Three providers via `configurable_alternatives`:

- **`vllm`** β€” `ChatOpenAI` with `base_url=VLLM_BASE_URL` pointing at the
  AMD MI300X vLLM endpoint. Production default.
- **`ollama`** β€” `ChatOllama` with a local Ollama daemon (Qwen 2.5 7B
  Instruct). Development fallback.
- **`dummy`** β€” `DummyChatModel` (deterministic stub, no network).
  CI / eval / load.

Provider selection is **runtime-switchable** without restart:

```python
graph.invoke(state, config={"configurable": {"llm_profile": "dummy"}})
```

## 6. Embedding

`BAAI/bge-m3` (2.27 GB, 1024 dim, multilingual) by default.
Sentence-transformers loads it on first call via `@lru_cache`.
Pre-downloaded at Docker build time so runtime has no network call.

## 7. Hybrid retrieval (Chroma + BM25)

`store/hybrid_store.py` runs vector search and BM25 in parallel and merges
with Reciprocal Rank Fusion (RRF).
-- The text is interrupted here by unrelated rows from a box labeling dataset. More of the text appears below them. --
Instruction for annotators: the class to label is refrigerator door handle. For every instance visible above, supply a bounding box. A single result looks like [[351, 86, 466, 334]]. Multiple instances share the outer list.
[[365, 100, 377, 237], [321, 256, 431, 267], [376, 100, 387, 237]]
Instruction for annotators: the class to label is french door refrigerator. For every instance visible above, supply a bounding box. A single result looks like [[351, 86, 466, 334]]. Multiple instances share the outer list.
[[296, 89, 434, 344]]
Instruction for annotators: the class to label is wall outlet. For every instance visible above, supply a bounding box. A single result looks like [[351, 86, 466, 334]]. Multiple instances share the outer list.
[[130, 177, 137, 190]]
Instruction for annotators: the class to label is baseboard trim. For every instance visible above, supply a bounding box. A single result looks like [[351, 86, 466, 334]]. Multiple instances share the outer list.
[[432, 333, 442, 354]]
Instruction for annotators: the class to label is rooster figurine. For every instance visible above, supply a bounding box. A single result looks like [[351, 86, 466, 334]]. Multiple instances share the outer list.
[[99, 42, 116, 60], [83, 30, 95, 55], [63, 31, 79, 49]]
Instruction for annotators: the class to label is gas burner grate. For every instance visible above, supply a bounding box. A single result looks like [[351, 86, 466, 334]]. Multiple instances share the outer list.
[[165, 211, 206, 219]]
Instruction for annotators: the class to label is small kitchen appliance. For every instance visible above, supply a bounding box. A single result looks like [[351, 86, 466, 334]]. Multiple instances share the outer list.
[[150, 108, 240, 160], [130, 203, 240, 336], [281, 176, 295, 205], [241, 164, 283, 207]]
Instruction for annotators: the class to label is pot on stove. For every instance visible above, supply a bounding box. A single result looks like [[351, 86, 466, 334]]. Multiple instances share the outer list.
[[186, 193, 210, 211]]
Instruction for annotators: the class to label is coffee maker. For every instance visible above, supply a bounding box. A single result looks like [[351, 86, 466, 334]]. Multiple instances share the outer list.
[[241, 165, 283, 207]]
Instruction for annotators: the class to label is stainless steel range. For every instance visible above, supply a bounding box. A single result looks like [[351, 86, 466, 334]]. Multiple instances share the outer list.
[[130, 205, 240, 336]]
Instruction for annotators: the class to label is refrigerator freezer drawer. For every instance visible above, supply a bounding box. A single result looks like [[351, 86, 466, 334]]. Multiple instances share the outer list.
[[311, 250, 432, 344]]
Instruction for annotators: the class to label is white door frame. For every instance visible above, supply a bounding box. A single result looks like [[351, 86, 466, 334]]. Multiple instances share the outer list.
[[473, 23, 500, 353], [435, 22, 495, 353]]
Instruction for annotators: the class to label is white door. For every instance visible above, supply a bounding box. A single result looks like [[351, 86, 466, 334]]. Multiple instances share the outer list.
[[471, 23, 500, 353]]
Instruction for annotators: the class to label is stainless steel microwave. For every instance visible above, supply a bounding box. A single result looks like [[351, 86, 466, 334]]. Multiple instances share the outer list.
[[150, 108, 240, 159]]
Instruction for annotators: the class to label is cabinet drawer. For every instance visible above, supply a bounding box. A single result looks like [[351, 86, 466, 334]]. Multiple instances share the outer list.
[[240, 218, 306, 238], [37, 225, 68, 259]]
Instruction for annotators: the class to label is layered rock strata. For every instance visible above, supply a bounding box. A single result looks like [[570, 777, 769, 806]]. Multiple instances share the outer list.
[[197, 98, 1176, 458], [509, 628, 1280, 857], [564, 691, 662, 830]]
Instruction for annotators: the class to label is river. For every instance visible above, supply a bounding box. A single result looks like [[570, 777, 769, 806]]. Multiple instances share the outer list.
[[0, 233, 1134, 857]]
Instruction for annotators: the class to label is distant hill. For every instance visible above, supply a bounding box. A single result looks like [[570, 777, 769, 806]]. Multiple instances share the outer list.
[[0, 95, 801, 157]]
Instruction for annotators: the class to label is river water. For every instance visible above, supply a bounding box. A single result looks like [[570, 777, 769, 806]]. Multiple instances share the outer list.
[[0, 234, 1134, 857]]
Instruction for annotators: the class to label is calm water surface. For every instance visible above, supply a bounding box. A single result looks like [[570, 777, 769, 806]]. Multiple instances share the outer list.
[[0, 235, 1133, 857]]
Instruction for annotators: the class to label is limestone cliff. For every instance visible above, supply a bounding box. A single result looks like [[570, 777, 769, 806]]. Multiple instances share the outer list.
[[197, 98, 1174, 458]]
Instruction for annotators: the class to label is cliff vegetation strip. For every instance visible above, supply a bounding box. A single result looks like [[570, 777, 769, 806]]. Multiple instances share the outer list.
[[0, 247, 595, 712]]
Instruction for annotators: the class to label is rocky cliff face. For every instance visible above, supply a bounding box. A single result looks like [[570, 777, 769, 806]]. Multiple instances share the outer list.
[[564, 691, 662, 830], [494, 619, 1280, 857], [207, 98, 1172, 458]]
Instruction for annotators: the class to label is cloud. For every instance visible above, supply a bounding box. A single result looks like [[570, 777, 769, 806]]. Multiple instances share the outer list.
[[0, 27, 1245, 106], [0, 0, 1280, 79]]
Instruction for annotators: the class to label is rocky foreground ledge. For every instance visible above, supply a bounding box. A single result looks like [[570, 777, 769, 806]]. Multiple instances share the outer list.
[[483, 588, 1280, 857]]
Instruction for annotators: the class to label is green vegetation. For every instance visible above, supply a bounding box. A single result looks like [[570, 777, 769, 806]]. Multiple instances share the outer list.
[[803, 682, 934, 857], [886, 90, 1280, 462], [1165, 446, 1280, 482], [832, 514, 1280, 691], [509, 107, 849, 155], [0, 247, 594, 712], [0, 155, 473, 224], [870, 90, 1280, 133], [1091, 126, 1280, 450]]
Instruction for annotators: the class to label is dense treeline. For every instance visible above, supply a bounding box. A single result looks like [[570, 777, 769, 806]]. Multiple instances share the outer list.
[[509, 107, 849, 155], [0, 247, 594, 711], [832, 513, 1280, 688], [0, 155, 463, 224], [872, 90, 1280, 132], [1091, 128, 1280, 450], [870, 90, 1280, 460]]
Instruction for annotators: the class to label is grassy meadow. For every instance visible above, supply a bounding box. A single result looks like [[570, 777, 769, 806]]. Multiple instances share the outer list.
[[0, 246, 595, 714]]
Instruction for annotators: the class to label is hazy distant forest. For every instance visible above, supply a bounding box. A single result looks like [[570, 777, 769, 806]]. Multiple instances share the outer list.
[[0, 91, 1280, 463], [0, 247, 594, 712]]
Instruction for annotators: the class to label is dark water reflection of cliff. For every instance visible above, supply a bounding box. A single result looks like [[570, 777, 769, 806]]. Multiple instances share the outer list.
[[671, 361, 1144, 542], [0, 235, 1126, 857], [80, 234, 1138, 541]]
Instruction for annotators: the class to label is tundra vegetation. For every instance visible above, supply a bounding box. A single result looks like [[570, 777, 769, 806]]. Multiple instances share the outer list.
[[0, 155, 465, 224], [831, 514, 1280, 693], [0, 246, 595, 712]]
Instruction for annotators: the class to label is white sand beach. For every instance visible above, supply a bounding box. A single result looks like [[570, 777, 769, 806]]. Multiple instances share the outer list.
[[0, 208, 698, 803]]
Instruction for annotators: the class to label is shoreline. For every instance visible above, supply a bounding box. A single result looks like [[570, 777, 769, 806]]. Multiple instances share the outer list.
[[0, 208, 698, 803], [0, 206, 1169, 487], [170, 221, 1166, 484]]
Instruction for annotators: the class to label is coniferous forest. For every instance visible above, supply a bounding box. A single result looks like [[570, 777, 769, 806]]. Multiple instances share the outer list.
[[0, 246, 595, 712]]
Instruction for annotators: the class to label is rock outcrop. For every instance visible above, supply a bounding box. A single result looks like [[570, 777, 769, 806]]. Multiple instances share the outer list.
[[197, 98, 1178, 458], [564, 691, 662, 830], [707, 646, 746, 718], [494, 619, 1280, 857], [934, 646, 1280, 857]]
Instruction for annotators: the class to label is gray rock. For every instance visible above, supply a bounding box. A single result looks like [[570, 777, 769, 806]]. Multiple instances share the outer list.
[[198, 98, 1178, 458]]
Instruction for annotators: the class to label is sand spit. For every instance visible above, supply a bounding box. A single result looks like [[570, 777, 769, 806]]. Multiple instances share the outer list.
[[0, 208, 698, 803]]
The chunker uses natural break points
(paragraph + sentence boundaries), tuned to ~15K-char chunks with 500-char
overlap.

## 8. Async-first runtime

LangGraph 0.6 is async-first. The Streamlit app runs the entire async layer
on a long-lived background event loop (`app/async_runtime.py`'s `AsyncRuntime`
singleton). This keeps the ChromaDB connection, the Anthropic / OpenAI HTTP
session, and the `AsyncSqliteSaver` SQLite pool persistent across user
interactions β€” they do not rebuild per request.

## 9. Multilingual support

The codebase is English-first but multilingual-tolerant:

- The classifier matches HU/EN/DE keyword patterns.
- Risk filters tolerate HU/DE business terms.
- The OCR layer keeps `eng + hun + deu` as Tesseract languages.
- Demo data may include mixed-language documents.

The output (UI, exec summary, DOCX report) is **always English**.